The play opens with two older people, Lucy (Kika Markham) and James (David Horovitch) reminiscing as the former plays Chopin. They are talking but not at or about the same time - they remember things differently and to them they still are even though they have no real means of transacting in the truth. James has always found talking easy and as a boy found it difficult to understand the idea of being reticent of “tongue-tied”… James sees himself as settled and yet there’s a – literally – unspoken gulf between him and wife Lucy.

Kika Markham
Lucy has never recovered from her daughter Mary being still born and it has broken down the core of their marriage: not for the first time, she plays her way out through Chopin.

Meanwhile… young squaddie Mark (Lawrence Walker) is pumped full of the adrenal gratification of being part of the army; guns to fire and orders to follow… a purposeful existence in which decisions are made for you. He sees Amanda (Gemma Lawrence), another young recruit at an army social and tries to engage with her on the dance floor… The His and Hers versions of this process are very funny – if only we had access to such intel eh lads?

But things will take a sinister turn and in Mark’s innocent confusion, the unravelling realisation will shake his relationship to the core.

Bartlett’s Grandfather had been a conscientious objector in the Second World War and, at the same age at the time of writing, he was inspired by this as well as reports of institutional bullying in the Army. James is a committed Christian and takes the highly-principled and painful stance of being a “conschie” at the start of the War but Lucy even knowing he needs her to stay proud of him, just couldn’t…

Gemma Lawrence, Kika Markham, Lawrence Walker and David Horovitch 
60 years later, Mark is under orders not to speak about the sexual assault he has witnessed and takes refuge behind these commands even though the subject of the assault is Amanda. With comrades and officers all against her, all complicit and some directly involved, she has no escape and, with something to say but no one to say it too, she simply shuts down and plays Chopin on the piano.

Back in the War Lucy discovers that James is having an affair with a woman called Susan… she starts playing piano every day when James comes home… unable to verbalise her response she lets him know through music and routine. He stops the affair but this will not be the end of it.

Secrets held for decades and a sexual assault covered up by the military what could possibly tie them together? I strongly suggest you get a ticket for yourself and find out.

Not Talking is intimate and casts a spell over its audience by pulling them in to its intricate mystery.
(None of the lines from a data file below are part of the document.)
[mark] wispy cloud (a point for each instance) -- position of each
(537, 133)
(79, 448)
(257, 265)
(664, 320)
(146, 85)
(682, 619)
It’s superbly performed by an exceptional cast not least Kika Markham who is so powerfully febrile as Lucy, a woman for whom hanging on in quiet desperation has become almost a comfort. In turn you hang on her every word for meaning and yet the words are even then undermined by deft contrapuntal expression. The same goes for David Horovitch; entirely subsumed in the character of the worthy and ultimately very worthwhile James; these people are genuine and good they just need to find their answers.

David Horovitch
The Two Lawrences are full of fire – Mr Walker’s Mark prowls in confusion in search of real meaning in his life whilst Gemma’s Amanda has her trust thrown back in her face yet still won't deny herself the chance to connect...

The four interact in variable couplings and James Hillier directs with purposeful precision – this must have taken a set square, ruler and a lot of note paper. It must have taken negotiation and a lot of talking...

Not Talking plays at the Arcola until 2nd June – tickets available from the Box Office or online. It's another quality production from Dalston and, along with Moormaid, the Arcola has two of the best Spring indie productions in London! Book with confidence!

Ithankyou Theatre Rating: **** Thoroughly engaging and intelligent theatre that sneaks up and grabs you!